Cross-Border Collaboration in the Mekong to Combat Drug-Resistant Malaria

Oct 2013
In March and August of 2012, PMI provided support for working group meetings to identify local needs, challenges, and opportunities at selected cross-border sites and to develop implementable action plans.
Representatives from the twin-cities of Pailin and Chantaburi met at the Cambodia-Thailand border crossing for a joint celebration of World Malaria Day in 2012. Source: CAP-Malaria/URC

Malaria transmission in the Greater Mekong Subregion (GMS) is largely confined to the border areas between Burma, Cambodia, and Thailand. Artemisinin-resistant malaria has emerged in these areas and there is concern about the increase in therapeutic failures among patients with uncomplicated Plasmodium falciparum treated with artemisinin-based combination therapy. To reduce malaria transmission in the GMS and delay the spread of artemisinin-resistant malaria to other parts of the world, cross-border collaboration between neighboring countries in the Subregion is needed. Border areas should be a focus for malaria control activities given the high intensity of both formal and informal movement of people and goods across borders. This is a particular challenge in the GMS where remote border areas have weaker infrastructure, which can impede the efforts of national malaria control programs. An associated challenge is the practice of self-medication and the poor quality of treatments, particularly in the unregulated private sector. There is also a high prevalence of counterfeit and substandard antimalarial medicines which can cause death, reduce confidence in malaria treatment, and increase drug resistance.

Effective collaboration on cross-border issues requires political and financial commitment at many levels within health ministries of participating countries. In addition, given the dynamic nature of malaria transmission in border areas, it is necessary to build the capacity of local health authorities and decentralize responsibilities to them so that they can engage with their counterparts in neighboring countries and implement coordinated malaria control efforts. PMI is supporting these cross-border collaboration efforts between Burma, Cambodia, and Thailand. In March and August of 2012, PMI provided support for working group meetings to identify local needs, challenges, and opportunities at selected cross-border sites and to develop implementable action plans. In order to promote local ownership of cross-border coordination, participants were drawn from national programs, health administrations at the province, town, and district levels, NGOs, and other agencies from all three countries.

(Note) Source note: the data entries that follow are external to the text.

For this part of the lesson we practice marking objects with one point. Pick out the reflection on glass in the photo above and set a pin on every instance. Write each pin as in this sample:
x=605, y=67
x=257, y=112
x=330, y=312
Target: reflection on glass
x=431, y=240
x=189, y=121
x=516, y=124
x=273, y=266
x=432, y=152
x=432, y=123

Outcomes from the meetings included: (1) the adoption of a twin-cities model for cross-border health collaboration between Burma, Cambodia, and Thailand; (2) the selection of two twin-cities sites, namely Kawthaung–Ranong on the Burma–Thailand border, and Pailin–Chantaburi/Trat on the Cambodia–Thailand border; (3) a commitment to building cross-border relations through quarterly meetings between twin-cities counterparts and exchange visits; (4) sharing of relevant malaria information (e.g. reports of monthly confirmed malaria cases and transmission foci, and vector surveillance information); (5) joint twin-cities activities (e.g. World Malaria Day celebrations); and (6) exchanges and/or co-development of information education/behavior change communication materials to target specific populations at each pair of twin-cities.

In the coming year, this PMI-supported project will support the establishment of communication channels for routine reporting of malaria control information so that information can be integrated into the regional network of disease surveillance. To encourage synergy between malaria control efforts on both sides of the border, the project will also provide assistance for the development of coordinated workplans. These twin-city partnerships can serve as model for cross-border cooperation to combat drug-resistant malaria in in the Greater Mekong Subregion.